I actually think CS, and programming, may be a more unpleasant profession than people recognize. Huge open offices, back visibility, SCRUM meetings that deny long term thinking and autonomy, constant technology churn, age-related employment issues, and, yes, specialized visas that mean employers can rely on captive employees who can't leave the field and have limited rights to leave their employer, all these things do mean that CS may be a much less desirable field for people with academic talent. Also - while wages are high, this may be the Silicon Valley effect. A job that pays an average of 120k, but plays this consistently in smaller, less expensive cities, may be more desirable than a job that pays 150k on average, but where 95% of the employment is concentrated in a place where the median price of a house is $1.2+ million.
I really don't think young people need to have analyzed this to be influenced by it. There's a reason we call it the "invisible hand".
In short, if it is rational to avoid this field, that's probably enough to conclude that these are factors in deterring workers from it. I don't think you need to prove hyper-awareness specifically of these issues.
Keep in mind, people who are capable of learning to code and work in software development teams do have a high level of capacity for work and study. They have a lot of options.
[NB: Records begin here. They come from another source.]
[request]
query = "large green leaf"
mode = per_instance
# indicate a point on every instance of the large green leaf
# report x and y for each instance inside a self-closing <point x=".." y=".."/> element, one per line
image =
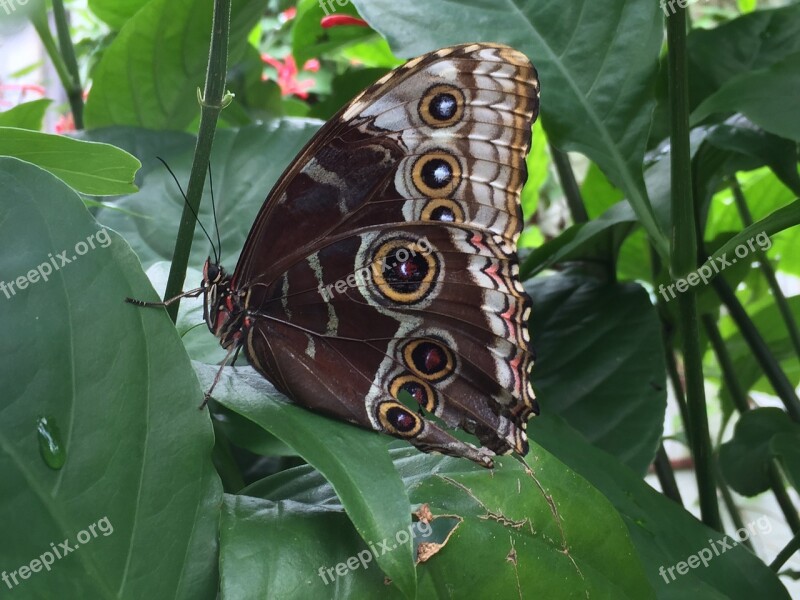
<point x="745" y="458"/>
<point x="149" y="74"/>
<point x="355" y="461"/>
<point x="752" y="42"/>
<point x="768" y="97"/>
<point x="28" y="115"/>
<point x="284" y="548"/>
<point x="663" y="532"/>
<point x="119" y="398"/>
<point x="89" y="168"/>
<point x="600" y="363"/>
<point x="596" y="63"/>
<point x="539" y="531"/>
<point x="116" y="12"/>
<point x="245" y="164"/>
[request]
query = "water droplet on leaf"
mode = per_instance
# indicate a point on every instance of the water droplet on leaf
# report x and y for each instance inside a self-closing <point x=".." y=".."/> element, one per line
<point x="50" y="444"/>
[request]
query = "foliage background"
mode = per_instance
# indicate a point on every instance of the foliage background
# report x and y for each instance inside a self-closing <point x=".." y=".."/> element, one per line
<point x="252" y="497"/>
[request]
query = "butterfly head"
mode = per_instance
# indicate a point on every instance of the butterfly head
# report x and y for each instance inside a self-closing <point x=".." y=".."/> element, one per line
<point x="222" y="308"/>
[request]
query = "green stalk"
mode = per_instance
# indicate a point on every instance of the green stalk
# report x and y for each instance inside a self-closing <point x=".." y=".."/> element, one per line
<point x="767" y="270"/>
<point x="785" y="554"/>
<point x="73" y="88"/>
<point x="211" y="104"/>
<point x="739" y="397"/>
<point x="39" y="22"/>
<point x="730" y="504"/>
<point x="683" y="256"/>
<point x="778" y="487"/>
<point x="777" y="378"/>
<point x="572" y="191"/>
<point x="666" y="476"/>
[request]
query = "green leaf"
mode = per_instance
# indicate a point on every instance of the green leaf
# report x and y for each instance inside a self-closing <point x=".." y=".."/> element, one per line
<point x="28" y="115"/>
<point x="745" y="458"/>
<point x="87" y="167"/>
<point x="783" y="218"/>
<point x="600" y="363"/>
<point x="149" y="75"/>
<point x="116" y="384"/>
<point x="537" y="161"/>
<point x="753" y="42"/>
<point x="769" y="321"/>
<point x="742" y="137"/>
<point x="663" y="533"/>
<point x="245" y="164"/>
<point x="281" y="547"/>
<point x="354" y="460"/>
<point x="598" y="103"/>
<point x="541" y="532"/>
<point x="767" y="96"/>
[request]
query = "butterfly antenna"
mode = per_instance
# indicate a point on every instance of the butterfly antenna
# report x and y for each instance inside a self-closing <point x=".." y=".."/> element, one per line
<point x="214" y="210"/>
<point x="196" y="218"/>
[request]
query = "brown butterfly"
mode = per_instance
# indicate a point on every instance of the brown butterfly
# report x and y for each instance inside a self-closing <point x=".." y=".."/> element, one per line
<point x="384" y="259"/>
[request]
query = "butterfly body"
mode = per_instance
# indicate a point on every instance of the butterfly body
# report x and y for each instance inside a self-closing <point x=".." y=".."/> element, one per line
<point x="384" y="259"/>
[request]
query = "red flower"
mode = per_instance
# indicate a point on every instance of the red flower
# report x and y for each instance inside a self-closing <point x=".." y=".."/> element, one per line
<point x="287" y="75"/>
<point x="337" y="20"/>
<point x="65" y="123"/>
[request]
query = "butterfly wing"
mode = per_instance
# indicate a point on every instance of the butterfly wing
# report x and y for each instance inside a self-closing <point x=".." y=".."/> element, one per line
<point x="384" y="259"/>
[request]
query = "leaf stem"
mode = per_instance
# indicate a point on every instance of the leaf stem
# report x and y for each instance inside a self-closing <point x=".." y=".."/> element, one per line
<point x="739" y="397"/>
<point x="767" y="270"/>
<point x="73" y="86"/>
<point x="683" y="260"/>
<point x="211" y="104"/>
<point x="666" y="476"/>
<point x="777" y="378"/>
<point x="572" y="192"/>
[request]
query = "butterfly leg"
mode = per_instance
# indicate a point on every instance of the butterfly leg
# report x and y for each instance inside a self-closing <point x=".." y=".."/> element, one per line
<point x="397" y="420"/>
<point x="207" y="396"/>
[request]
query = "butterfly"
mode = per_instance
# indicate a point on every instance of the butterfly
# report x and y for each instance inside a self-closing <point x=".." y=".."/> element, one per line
<point x="382" y="266"/>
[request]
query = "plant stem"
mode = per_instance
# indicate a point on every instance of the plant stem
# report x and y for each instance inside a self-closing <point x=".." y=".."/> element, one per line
<point x="785" y="554"/>
<point x="740" y="401"/>
<point x="666" y="476"/>
<point x="211" y="105"/>
<point x="572" y="191"/>
<point x="782" y="496"/>
<point x="683" y="257"/>
<point x="777" y="378"/>
<point x="40" y="24"/>
<point x="725" y="363"/>
<point x="727" y="499"/>
<point x="767" y="270"/>
<point x="73" y="87"/>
I'm not sure that software development, as a field, is all that competitive with the other things they can do.
In short, people may be behaving very rationally by avoiding this field.
Looks like the those who voted me down had more success in getting more people into CS.
It's seeing the code monkeys of life being manipulated by people who are adept at manipulating humans and getting higher status and pay for it.
Think of a lot of technical positions in the military. They get bossed around by non-technical people.
(Seems to be back now.)
We detached this subthread from https://news.ycombinator.com/item?id=14443522 and marked it off-topic.
Doesn't matter if they can draw near-photorealistically or pick up a new foreign language in mere months, or perhaps breed fascinating variants of plants in all manner of ways in their dorm room just off intuition; if they can't pass CS101, if their mind doesn't work their way, they're not really that smart.
I taught myself near photo-realistic drawing, it's a mechanical skill--craftsmanship; had I continued to invest more time in perfecting the technique I would have got to what’s considered photo-realistic. My Spanish was decent after four months in Spain. Not once have I thought these things to indicate me being “very smart”.
I doubt having a mind that works a certain "special way" is vital to do CS; seeing heterogeneous groups of students graduate yearly.
You can draw really well, AND speak Spanish easily, and program! Wow! Congratulations, man! You must have a really versatile mind. Be proud.
But don't imagine that anyone who has more trouble than you learning these things "must not be very smart." That would make you a bit foolish.
Just because it was easy for you and hard for others doesn't mean that you are smart and they aren't, simply that they have different sorts of leanings and talents than you.